Robert Lightfoot
- Born: 16 July 1963 (age 63) Coventry, England
- Nationality: British (English)

Career history
- 1979–1982: Stoke Potters
- 1980–1983: Leicester Lions

Individual honours
- 1981: British Junior Champion

= Robert Lightfoot (speedway rider) =

Robert James Lightfoot (often known as Rob Lightfoot, born 16 July 1963) is a British former grasstrack and motorcycle speedway rider.

== Biography ==
Born in Coventry, Lightfoot is the son of Jim Lightfoot, who also had a career in speedway, riding for Coventry Bees and Long Eaton Archers. He initially excelled as a junior grasstrack rider, winning several tournaments including the Welsh Open Championship (1979–1980), the Sportac Spectacular (1978), and the Worcester and Cotswold Club Championship (1979).

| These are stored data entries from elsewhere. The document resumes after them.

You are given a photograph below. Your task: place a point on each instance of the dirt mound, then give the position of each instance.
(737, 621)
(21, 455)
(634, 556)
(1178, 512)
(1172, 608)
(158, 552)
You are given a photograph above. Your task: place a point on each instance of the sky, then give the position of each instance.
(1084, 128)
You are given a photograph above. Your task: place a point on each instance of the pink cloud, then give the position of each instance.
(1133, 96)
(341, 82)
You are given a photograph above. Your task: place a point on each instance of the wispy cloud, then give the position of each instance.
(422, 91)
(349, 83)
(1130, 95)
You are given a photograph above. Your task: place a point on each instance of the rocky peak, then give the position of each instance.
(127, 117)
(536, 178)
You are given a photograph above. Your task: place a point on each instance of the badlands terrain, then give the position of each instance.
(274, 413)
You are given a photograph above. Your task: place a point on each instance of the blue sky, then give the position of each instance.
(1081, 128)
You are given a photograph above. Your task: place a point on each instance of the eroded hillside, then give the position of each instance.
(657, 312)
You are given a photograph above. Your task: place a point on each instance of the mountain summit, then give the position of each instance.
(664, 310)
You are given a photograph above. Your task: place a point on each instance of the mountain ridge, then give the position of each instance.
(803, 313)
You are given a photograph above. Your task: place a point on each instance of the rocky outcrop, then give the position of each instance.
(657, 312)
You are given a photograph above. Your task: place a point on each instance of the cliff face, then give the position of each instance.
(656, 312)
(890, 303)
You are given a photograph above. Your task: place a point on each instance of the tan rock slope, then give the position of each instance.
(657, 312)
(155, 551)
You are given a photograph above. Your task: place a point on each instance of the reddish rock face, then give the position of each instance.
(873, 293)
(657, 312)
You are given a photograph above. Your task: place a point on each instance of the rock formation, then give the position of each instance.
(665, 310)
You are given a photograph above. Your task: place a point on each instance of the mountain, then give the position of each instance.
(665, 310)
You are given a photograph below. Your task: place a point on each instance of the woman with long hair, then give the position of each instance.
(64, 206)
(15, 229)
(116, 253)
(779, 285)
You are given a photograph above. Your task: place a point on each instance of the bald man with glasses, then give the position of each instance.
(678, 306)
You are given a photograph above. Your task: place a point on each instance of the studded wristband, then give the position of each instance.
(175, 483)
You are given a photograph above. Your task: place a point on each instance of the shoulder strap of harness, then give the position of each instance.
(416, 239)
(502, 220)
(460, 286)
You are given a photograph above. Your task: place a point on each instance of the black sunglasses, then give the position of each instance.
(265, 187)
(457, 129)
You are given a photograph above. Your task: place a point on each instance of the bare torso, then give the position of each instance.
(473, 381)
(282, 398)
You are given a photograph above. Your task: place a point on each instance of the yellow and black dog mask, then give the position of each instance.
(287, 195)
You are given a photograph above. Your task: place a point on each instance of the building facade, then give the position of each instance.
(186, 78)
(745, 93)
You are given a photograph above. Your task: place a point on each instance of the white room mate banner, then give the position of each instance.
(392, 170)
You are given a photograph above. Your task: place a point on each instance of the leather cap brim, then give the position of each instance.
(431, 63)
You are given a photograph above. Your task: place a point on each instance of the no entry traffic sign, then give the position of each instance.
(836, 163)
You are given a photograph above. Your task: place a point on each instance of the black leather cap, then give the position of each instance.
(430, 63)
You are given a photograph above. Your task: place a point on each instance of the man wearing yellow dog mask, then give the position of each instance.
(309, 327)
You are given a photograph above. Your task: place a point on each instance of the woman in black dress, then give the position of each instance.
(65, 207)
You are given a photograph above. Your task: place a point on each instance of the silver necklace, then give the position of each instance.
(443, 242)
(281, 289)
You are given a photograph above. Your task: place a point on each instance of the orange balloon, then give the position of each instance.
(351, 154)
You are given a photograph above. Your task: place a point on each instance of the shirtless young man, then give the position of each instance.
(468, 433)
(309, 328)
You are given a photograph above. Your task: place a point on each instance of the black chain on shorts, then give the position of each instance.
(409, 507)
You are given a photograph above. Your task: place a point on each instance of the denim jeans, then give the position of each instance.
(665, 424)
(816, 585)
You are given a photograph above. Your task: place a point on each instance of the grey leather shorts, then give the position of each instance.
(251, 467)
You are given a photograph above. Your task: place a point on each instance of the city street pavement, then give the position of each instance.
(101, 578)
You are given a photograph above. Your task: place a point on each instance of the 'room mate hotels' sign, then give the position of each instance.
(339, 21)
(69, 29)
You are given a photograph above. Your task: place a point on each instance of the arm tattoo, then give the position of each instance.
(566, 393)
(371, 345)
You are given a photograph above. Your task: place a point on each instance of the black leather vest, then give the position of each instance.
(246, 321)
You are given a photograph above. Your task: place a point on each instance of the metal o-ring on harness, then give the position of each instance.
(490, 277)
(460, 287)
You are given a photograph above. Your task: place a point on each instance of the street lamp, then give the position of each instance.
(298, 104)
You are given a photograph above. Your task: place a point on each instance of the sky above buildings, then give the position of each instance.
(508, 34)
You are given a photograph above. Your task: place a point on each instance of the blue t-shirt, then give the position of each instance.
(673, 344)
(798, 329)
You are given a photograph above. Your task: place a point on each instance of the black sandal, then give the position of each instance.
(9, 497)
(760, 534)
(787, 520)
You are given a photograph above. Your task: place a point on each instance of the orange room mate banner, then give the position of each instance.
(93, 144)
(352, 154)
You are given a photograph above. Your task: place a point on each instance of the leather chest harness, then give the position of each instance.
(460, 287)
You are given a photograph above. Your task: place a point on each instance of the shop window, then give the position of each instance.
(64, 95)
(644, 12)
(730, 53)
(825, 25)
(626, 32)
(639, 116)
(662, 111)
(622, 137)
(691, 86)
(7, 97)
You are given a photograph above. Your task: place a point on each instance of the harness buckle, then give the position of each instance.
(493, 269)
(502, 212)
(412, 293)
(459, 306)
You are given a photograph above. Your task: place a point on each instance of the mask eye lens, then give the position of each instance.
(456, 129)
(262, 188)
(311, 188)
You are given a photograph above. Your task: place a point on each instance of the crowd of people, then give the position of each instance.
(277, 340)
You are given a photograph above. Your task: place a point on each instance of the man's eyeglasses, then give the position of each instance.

Lightfoot began his speedway career in 1979, making his debut for Stoke Potters later that year. In 1980 he signed for Leicester Lions, riding in two inter-league cup matches, and was loaned back to Stoke, for whom he rode in 20 National League matches that year, averaging 3.39. He also rode in Leicester's junior team in the Anglia Junior League, and won the Anglia Junior League Riders' Championship in 1980. In 1981 he won the British Junior Championship at Canterbury, the 1981 'Pride of the Potteries', and averaged over 6.5 for Stoke on the National League.

Lightfoot's career was interrupted in 1982 by a crash in which he broke his neck. On his return in 1983, he rode in second-half races at Leicester, and made a handful of senior appearances for the Lions, but a string of crashes took their toll and he retired at the end of the 1983 season.